Awalnya biasa saja, kata pengantar dari sebuah pidato dalam rangka perpisahan. Kau
benar, aku harus lebih siap menghadapi perpisahan. Menyedihkan memang, jika
nanti akan hadir hari-hari tanpa balasan sandi, tanpa cerita, tanpa melihat
wajahmu tertawa, tapi aku merasa semua berjalan begitu wajar. Bukankah semua
ini hanya bagian dari sepenggal perjalanan hidup? Sampai pada bagian akhir
surat itu, di paragraf terakhir kamu utarakan rasa, “maafkan aku telah
mencintaimu dan maafkan aku pernah menyakitimu”
Kalimat
itu sarat makna, kurasa. Hingga hampir tak percaya kamu yang menuliskannya.
Tapi untuk apa? Toh setelah SMA, kita harus berpisah untuk meraih cita. Lalu
mungkin saja, di tempat masing-masing nantinya kita bertemu belahan jiwa. Jadi
tak ada gunanya kita buat perjanjian cinta. Semua akan berakhir begitu saja.

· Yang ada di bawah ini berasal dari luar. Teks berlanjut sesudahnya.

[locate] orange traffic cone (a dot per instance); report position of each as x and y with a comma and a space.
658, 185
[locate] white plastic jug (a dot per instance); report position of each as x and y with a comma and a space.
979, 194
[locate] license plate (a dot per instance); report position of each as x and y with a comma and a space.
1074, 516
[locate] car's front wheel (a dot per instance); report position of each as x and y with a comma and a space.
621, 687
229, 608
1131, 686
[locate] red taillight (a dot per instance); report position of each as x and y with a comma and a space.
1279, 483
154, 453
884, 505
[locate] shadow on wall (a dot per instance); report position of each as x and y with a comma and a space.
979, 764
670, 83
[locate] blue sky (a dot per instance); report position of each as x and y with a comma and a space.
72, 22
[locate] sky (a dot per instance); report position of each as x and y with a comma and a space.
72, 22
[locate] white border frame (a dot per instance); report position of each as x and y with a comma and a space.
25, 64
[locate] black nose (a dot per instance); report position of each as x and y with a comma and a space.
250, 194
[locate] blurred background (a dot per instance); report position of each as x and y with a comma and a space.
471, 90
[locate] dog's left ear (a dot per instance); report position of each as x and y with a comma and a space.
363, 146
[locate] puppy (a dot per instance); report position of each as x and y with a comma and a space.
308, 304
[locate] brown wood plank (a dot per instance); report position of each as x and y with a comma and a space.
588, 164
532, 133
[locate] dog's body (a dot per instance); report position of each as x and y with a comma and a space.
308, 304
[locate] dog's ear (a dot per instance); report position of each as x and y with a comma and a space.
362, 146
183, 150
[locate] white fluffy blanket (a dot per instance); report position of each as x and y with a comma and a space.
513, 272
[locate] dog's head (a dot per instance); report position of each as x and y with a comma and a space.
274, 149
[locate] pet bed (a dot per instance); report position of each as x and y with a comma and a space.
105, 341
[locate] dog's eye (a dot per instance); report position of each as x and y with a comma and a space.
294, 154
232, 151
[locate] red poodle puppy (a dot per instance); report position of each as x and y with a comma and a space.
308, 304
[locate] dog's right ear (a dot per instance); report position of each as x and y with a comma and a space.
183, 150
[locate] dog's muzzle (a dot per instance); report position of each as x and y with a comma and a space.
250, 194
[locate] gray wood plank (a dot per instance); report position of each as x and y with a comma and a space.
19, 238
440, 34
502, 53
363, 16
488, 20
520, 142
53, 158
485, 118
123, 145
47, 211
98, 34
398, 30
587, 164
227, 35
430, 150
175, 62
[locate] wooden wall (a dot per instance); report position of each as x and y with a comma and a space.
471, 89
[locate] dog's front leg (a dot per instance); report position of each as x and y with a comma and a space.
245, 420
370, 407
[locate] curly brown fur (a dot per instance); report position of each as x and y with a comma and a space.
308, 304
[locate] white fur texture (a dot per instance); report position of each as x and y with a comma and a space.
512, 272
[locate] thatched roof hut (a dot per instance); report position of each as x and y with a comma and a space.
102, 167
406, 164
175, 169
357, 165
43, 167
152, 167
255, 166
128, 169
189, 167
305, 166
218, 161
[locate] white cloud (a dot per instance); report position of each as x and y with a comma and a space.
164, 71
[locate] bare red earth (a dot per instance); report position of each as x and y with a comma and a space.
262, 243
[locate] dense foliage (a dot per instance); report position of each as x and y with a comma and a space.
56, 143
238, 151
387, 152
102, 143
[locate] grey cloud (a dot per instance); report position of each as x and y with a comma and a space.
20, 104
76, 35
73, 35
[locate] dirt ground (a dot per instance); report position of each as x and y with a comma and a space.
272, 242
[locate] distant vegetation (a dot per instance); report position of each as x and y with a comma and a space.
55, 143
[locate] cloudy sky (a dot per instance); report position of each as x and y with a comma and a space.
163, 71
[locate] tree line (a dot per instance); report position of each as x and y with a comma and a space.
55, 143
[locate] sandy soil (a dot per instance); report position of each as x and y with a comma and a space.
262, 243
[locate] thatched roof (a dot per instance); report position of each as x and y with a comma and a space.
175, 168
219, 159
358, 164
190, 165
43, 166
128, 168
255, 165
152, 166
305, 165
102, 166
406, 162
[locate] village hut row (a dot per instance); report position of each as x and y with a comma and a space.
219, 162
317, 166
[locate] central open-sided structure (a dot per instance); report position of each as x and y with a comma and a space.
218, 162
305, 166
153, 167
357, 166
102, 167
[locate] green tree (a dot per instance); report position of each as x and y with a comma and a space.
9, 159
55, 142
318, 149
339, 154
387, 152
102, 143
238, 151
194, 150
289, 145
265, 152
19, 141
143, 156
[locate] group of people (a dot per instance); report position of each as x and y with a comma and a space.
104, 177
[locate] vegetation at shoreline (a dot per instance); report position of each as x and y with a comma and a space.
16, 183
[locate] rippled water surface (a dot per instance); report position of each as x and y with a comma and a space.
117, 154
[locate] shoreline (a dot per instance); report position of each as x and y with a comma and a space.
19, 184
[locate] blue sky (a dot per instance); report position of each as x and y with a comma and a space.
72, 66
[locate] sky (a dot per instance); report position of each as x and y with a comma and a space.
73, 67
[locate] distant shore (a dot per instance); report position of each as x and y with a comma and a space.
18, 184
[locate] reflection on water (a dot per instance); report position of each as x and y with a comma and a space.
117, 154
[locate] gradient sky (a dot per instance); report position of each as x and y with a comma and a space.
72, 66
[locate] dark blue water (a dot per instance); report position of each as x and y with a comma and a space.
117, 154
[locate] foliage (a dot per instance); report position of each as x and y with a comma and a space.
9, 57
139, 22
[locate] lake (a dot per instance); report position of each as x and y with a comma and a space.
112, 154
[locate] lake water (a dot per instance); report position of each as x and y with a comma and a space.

Jika kunyatakan cinta disaat yang sama, akankah “jadian” kita berjalan
selamanya? Mungkin, tidak. Dan aku terlalu takut kehilangan, bukankah
persahabatan jauh lebih berharga daripada pacaran yang belum tentu berakhir di
pelaminan?
Selanjutnya
selepas masa SMA aku memilih kuliah dan kamu jadi anggota TNI. Dua profesi baru
yang jauh berbeda. Karena aku menapaki idealisme teori, sedangan kamu disana
harus menyelami idealisme rasa cinta pada negeri. Dua dasar pemikiran yang
sering bertentangan saat berhadapan dengan kepentingan.
Lalu
apa? Teori idealis yang ingin kubagi, kamu jauhi. Bukan hanya teori yang
membuatku semakin tak mengerti. Tapi rasanya kamu sangat jauh dari hati. Kenapa
dan harus bagaimana, adalah dua kalimat tanya yang tak pernah kutemui jawabanya.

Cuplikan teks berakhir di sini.